In Search of Lost Time, like many great literary works, is a quest whose structure resembles that of a symphony. The novel’s major themes—love, art, time, and memory—are carefully and brilliantly orchestrated throughout the book
7. Mark Twain
Mark Twain (1835-1910) whose real name was Samuel Clemens, was the celebrated author of several novels, including two major classics of American literature: The Adventures of Tom Sawyer and Adventures of Huckleberry Finn.He was also a riverboat pilot, journalist, lecturer, entrepreneur and inventor.
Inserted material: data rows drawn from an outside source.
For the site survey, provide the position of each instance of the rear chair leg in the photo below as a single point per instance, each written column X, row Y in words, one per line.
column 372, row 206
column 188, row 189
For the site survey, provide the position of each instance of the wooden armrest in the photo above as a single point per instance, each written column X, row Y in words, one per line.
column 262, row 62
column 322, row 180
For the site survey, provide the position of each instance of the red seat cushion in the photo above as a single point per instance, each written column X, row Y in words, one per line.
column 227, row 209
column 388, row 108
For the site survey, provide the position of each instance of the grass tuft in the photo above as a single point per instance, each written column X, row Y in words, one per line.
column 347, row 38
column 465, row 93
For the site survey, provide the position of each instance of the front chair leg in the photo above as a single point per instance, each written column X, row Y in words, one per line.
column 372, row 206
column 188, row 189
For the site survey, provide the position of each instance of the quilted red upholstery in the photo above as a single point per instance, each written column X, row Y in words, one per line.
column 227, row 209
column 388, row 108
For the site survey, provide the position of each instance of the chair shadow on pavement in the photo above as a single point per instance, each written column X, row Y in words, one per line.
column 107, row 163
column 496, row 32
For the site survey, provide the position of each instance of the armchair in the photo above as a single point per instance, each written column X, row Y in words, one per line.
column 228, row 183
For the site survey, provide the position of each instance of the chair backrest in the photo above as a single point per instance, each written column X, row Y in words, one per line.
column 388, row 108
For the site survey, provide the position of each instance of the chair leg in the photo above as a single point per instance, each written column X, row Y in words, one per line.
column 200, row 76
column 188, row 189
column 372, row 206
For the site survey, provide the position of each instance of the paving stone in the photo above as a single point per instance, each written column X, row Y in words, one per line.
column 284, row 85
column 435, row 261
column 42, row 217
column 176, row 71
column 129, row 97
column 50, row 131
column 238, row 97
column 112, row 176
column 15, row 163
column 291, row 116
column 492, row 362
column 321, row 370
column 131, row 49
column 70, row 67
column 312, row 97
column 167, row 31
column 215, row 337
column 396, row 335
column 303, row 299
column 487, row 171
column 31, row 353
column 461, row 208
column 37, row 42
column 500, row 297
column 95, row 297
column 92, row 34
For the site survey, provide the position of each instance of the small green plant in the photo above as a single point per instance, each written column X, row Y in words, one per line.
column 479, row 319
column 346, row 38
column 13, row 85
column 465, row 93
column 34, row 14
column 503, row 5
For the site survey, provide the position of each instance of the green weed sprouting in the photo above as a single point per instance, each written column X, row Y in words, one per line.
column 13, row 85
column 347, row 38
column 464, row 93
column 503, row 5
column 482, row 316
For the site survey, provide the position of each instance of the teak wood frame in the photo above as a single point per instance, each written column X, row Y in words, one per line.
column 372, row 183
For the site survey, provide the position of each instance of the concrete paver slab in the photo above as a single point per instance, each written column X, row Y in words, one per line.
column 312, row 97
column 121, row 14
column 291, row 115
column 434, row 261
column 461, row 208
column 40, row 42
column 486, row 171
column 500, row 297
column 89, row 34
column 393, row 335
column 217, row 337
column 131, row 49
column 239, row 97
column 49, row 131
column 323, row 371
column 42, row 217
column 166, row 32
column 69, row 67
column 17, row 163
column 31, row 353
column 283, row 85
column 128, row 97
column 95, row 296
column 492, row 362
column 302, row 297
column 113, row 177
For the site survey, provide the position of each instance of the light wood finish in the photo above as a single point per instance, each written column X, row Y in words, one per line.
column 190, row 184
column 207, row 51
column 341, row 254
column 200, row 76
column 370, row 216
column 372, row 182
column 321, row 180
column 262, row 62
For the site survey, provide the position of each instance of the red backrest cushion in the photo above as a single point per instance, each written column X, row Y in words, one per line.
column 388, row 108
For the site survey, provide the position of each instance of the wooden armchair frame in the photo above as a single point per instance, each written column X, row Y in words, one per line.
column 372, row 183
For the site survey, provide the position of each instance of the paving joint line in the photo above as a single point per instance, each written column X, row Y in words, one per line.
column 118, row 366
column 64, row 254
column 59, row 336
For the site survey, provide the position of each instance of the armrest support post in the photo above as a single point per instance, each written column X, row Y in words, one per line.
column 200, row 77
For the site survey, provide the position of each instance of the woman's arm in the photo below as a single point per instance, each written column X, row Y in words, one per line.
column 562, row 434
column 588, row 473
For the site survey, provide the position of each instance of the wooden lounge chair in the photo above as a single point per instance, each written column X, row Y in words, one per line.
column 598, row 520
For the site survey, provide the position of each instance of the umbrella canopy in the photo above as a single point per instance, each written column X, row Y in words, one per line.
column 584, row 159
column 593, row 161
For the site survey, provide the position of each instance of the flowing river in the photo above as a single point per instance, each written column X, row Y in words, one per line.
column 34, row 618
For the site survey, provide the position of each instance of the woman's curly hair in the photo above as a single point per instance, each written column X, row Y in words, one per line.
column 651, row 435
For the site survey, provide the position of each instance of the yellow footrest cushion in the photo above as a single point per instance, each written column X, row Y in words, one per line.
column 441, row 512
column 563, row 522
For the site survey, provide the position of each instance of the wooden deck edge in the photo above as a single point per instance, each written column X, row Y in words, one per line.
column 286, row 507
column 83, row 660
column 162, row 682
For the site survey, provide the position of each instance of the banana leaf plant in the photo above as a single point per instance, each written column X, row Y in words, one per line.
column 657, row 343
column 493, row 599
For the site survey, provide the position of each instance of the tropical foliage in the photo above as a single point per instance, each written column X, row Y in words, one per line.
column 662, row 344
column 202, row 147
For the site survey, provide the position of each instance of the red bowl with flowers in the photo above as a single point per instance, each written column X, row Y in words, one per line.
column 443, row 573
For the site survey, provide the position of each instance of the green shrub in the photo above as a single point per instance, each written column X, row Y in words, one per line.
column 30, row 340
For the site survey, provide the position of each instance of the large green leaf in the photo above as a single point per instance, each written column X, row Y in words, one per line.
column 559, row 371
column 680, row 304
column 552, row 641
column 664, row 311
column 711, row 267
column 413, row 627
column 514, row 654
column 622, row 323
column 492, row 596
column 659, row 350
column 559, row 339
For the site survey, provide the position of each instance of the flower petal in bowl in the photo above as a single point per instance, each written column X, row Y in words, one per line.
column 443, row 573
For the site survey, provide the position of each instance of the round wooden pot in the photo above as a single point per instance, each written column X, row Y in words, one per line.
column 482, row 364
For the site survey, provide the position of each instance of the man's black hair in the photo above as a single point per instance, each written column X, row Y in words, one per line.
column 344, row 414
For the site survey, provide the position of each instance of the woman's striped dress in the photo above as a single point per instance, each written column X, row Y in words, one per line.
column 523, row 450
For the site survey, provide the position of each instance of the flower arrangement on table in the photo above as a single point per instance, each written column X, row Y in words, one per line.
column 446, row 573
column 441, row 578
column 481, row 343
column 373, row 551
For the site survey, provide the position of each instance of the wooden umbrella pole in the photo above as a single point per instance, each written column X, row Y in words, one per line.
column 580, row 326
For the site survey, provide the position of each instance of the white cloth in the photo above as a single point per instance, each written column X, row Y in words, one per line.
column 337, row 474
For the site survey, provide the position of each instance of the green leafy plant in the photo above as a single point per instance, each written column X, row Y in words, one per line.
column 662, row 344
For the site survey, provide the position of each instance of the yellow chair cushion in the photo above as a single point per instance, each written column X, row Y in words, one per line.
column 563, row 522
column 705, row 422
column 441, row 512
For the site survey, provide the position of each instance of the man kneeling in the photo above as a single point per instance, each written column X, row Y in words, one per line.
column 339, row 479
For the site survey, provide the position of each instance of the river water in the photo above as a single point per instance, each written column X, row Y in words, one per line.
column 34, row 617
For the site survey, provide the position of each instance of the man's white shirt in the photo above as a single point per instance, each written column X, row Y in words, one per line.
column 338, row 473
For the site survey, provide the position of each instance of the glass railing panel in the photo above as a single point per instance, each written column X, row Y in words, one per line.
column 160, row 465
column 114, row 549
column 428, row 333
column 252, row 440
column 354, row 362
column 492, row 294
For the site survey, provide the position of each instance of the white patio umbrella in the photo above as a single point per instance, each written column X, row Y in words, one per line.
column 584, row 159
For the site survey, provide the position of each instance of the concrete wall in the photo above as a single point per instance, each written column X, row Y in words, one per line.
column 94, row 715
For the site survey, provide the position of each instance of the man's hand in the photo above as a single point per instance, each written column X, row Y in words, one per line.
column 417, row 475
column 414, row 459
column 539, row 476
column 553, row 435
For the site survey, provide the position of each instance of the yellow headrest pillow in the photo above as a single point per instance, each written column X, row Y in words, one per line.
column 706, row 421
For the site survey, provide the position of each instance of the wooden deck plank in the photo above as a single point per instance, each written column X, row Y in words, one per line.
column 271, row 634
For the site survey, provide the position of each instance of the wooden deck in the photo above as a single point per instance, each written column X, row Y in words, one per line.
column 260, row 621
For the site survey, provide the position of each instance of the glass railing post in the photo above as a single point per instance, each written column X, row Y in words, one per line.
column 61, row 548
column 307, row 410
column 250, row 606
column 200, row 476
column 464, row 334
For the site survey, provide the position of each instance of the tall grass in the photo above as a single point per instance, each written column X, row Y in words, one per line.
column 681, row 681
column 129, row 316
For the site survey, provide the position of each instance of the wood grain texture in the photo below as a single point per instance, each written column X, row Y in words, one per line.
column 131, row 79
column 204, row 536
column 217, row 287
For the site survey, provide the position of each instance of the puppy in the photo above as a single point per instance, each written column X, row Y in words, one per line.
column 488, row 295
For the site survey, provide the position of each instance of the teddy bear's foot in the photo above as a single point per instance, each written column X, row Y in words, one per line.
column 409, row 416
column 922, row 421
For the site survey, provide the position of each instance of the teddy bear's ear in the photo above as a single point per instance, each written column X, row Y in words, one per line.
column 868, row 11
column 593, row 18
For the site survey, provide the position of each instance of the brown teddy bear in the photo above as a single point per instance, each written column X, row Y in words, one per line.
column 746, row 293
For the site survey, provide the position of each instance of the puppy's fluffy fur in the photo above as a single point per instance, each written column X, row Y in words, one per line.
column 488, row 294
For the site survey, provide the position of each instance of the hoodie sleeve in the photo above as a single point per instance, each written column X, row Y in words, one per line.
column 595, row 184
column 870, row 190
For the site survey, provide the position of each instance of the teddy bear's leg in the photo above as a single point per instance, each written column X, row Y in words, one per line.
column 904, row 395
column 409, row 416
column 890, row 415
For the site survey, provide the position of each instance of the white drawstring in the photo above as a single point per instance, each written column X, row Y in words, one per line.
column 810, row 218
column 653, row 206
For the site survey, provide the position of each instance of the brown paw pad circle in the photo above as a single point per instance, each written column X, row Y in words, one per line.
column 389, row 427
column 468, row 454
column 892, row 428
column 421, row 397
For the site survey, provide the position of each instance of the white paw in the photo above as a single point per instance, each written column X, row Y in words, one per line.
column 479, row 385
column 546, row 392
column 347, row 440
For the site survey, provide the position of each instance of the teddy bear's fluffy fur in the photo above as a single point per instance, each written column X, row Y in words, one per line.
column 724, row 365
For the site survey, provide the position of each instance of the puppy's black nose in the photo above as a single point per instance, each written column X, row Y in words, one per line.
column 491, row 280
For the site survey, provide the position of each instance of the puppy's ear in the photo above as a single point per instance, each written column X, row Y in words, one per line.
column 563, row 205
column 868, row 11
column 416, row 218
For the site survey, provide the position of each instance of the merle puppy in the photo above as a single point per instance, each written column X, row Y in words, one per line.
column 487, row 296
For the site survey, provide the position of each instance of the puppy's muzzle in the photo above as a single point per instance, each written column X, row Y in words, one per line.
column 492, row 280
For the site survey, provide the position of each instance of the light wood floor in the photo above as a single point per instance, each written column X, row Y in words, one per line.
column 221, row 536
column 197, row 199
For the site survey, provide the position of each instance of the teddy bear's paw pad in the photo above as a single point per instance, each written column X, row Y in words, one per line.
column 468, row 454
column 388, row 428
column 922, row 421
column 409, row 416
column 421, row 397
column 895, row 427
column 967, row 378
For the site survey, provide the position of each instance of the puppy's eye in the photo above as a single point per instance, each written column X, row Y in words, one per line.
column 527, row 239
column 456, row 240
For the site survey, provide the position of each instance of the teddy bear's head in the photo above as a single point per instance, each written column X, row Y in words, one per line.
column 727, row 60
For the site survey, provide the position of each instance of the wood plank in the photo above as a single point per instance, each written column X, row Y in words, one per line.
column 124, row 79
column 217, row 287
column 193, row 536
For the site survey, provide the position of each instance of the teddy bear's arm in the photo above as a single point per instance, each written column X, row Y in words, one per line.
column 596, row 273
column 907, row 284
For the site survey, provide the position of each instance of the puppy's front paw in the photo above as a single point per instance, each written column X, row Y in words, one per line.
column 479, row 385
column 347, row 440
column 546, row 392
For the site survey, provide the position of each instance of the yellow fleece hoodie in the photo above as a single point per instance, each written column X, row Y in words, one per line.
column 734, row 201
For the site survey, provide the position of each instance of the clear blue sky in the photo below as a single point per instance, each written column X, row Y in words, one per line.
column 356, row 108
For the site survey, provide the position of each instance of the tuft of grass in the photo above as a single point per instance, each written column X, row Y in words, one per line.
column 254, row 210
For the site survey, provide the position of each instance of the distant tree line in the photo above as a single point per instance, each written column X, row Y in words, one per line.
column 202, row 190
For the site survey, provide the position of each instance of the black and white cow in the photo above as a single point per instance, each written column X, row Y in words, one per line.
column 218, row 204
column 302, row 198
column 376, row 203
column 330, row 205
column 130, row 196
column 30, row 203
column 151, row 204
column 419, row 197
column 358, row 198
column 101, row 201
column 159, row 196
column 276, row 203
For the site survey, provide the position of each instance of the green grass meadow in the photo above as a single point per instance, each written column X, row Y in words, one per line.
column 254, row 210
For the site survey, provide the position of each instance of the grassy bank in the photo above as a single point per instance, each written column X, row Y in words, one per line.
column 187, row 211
He acquired international fame for his travel narratives, especially The Innocents Abroad (1869), Roughing It (1872), and Life on the Mississippi (1883), and for his adventure stories of boyhood, especially The Adventures of Tom Sawyer (1876) and Adventures of Huckleberry Finn (1885).
8. Jane Austen
Jane Austen (1775-1817) published four novels during her lifetime: Sense and Sensibility (1811), Pride and Prejudice (1813), Mansfield Park (1814), and Emma (1815). In these and in Persuasion and Northanger Abbey (published together posthumously, 1817), she vividly depicted English middle-class life during the early 19th century. Her novels defined the era’s novel of manners, but they also became timeless classics that remained critical and popular successes two centuries after her death.
9. Thomas Hardy
Thomas Hardy (1840-1928) set much of his work in Wessex, his name for the counties of southwestern England.
Between 1874 and 1895, he wrote over a dozen novels and collections of stories, including The Return of the Native (1878), The Mayor of Casterbridge (1886) and Tess of the d’Urbervilles (1891). After the adverse reception of the savagely bleak Jude the Obscure (1895) he turned to poetry, which he continued to write and publish throughout the rest of his life.
10. George Bernard Shaw
George Bernard Shaw (1856-1950) was an Irish playwright, who received the Nobel Prize for Literature in 1925.
His earliest dramas were called appropriately Plays Pleasant and Unpleasant (1898). Among these, Widower’s Houses and Mrs. Warren’s Profession savagely attack social hypocrisy, while in plays such as Arms and the Man and The Man of Destiny the criticism is less fierce. Shaw’s radical rationalism, his utter disregard of conventions, his keen dialectic interest and verbal wit often turn the stage into a forum of ideas, and nowhere more openly than in the famous discourses on the Life Force, «Don Juan in Hell», the third act of the dramatization of woman’s love chase of man, Man and Superman (1903).